In their federally funded study, published in the New England Journal of Medicine, the researchers analyzed Tennessee Medicaid records for the 15 years ending in 2005. They identified 44,000 users of conventional antipsychotics and 46,000 of atypical antipsychotics. They compared them with 186,600 matched patients taking neither.
The scientists found that patients taking either type of drug were about twice as likely to die of a heart attack as those not taking the drugs, with the risk of death increasing with dose and the length of time on the medication. There were about 3.3 excess deaths per year for every 1,000 patients taking the drugs.
The prescribing of drugs “is a balancing of risks and benefits. Our study gives more information on the risk side of things,” said study leader Dr. Wayne A. Ray of the Vanderbilt University School of Medicine.
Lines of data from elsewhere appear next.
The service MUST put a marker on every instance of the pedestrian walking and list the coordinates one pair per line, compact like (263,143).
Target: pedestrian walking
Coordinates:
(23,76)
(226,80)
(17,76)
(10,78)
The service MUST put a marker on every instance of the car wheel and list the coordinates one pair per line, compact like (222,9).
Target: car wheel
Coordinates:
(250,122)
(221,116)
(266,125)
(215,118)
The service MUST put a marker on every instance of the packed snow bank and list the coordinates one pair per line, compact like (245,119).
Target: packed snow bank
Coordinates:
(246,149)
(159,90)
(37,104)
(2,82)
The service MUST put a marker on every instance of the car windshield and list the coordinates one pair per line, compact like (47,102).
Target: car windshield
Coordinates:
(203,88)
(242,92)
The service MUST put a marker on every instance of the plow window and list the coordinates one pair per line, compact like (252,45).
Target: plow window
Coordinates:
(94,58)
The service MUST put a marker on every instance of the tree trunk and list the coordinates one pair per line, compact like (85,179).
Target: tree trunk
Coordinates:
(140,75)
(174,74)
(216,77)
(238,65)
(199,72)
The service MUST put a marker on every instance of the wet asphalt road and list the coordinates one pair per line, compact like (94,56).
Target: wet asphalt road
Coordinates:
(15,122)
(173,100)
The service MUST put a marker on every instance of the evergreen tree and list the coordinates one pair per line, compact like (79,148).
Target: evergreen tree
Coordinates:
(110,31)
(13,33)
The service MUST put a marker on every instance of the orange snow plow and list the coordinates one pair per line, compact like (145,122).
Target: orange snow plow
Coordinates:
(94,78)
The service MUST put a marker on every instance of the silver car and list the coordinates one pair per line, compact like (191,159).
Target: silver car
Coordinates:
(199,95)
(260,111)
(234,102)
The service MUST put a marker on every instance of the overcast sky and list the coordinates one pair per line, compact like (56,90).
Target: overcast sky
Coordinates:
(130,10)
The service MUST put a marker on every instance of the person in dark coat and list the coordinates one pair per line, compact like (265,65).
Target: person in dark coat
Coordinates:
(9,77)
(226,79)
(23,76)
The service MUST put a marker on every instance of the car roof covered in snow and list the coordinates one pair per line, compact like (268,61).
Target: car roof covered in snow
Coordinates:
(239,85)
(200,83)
Conventional antipsychotics, such as haloperidol (Haldol) and chlorpromazine (Thorazine), were stumbled on by chance in the 1950s and were found to have a powerful calming effect on psychotic patients, but also a number of side effects. Among the most disturbing was tardive dyskinesia, characterized by tremors and other movement disorders that are often irreversible.
The atypical antipsychotics, which also include Clozaril, Geodon and Abilify, were designed to avoid tardive dyskinesia, which is why they were perceived as safer, Ray said. “Today, nearly all people taking antipsychotics are taking the atypical ones,” he said.
In an editorial accompanying the paper, Dr. Sebastian Schneeweiss and Dr. Jerry Avorn of Brigham and Women’s Hospital in Boston argue that the danger can be mitigated by assessing patients’ cardiovascular risk before treatment and after a month on the drugs. Patients with a heightened risk could be counseled on ways to lower it, such as modifications of diet and exercise.